Paru le 02/02/2012 | Broché 301 pages
Public motivé
La question de l'étranger, de son statut, des droits à lui accorder, de la place à lui reconnaître, occupe tant nos débats publics que sa définition nous semble évidente. Est étranger celui qui vient d'un pays lointain.
C'est bien pourtant cette certitude que bouscule ici Simona Cerutti à partir d'une analyse fouillée et passionnante des archives de la ville de Turin au XVIIIè siècle. Dans cette société d'Ancien Régime, le terme « étrangers » renvoie en effet à une réalité bien plus complexe : l'habitant d'un village voisin, parfois le membre d'une même famille, peut être désigné comme étranger, et la personne originaire d'ailleurs ne pas entrer dans cette catégorie. L'étranger est moins une figure sociale qu'une condition présent à l'horizon de tout habitant de la ville. Il abandonne alors le masque de « l'Autre », ainsi que se place marginale dans le tissu social.
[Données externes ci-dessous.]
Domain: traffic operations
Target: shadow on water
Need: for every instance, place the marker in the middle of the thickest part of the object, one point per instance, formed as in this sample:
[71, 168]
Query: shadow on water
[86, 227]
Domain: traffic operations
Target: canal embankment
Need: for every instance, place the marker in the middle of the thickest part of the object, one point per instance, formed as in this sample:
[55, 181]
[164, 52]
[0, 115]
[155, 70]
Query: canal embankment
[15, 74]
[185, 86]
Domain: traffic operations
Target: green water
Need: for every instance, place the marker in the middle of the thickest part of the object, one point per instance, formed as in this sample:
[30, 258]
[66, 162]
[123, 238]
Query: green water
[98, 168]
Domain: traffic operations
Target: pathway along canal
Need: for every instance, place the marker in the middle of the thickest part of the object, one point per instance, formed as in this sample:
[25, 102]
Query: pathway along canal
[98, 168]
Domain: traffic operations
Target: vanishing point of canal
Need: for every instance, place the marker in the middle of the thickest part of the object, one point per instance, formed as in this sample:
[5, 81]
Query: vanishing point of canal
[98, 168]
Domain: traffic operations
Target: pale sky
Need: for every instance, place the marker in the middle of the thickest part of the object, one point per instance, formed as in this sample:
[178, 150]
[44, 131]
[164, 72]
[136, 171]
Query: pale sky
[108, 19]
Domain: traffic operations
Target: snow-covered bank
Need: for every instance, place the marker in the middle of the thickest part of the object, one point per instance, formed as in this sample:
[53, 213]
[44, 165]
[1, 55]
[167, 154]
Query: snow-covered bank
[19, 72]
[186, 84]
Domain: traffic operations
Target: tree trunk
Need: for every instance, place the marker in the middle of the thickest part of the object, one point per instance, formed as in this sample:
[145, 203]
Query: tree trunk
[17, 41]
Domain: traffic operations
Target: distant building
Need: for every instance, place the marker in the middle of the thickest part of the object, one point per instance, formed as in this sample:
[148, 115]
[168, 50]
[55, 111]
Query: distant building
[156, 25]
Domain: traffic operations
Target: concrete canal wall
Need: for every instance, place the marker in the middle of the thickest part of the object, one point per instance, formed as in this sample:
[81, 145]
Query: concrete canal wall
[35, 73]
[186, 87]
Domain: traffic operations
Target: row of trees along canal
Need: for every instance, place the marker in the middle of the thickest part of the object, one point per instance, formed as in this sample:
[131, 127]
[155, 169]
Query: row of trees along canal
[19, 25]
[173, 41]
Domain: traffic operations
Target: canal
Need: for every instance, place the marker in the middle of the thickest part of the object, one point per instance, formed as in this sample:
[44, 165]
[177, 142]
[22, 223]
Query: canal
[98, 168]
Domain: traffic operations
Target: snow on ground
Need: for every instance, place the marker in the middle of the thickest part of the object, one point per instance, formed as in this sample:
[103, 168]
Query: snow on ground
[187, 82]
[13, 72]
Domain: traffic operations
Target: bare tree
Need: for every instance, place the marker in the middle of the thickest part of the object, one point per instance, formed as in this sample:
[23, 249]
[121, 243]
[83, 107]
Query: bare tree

Et c'est ici que le travail de l'historien nourrit nos interrogations actuelles : la peur des étrangers est moins le sentiment éprouvé par celui qui se trouve assiégé par une minorité inconnue et menaçante que la crainte diffuse d'une chute sociale qui peut intervenir dans tout parcours.
Simona Cerutti est historienne, directrice d'études à l'École des hautes études en sciences sociales. Elle est l'auteur notamment de La ville et les métiers. Naissance d'un langage corporatif (Turin, 17ème-18ème siècle) et de Giustizia sommaria. Pratiche e ideali di giustizia in una società d'Ancien Régime.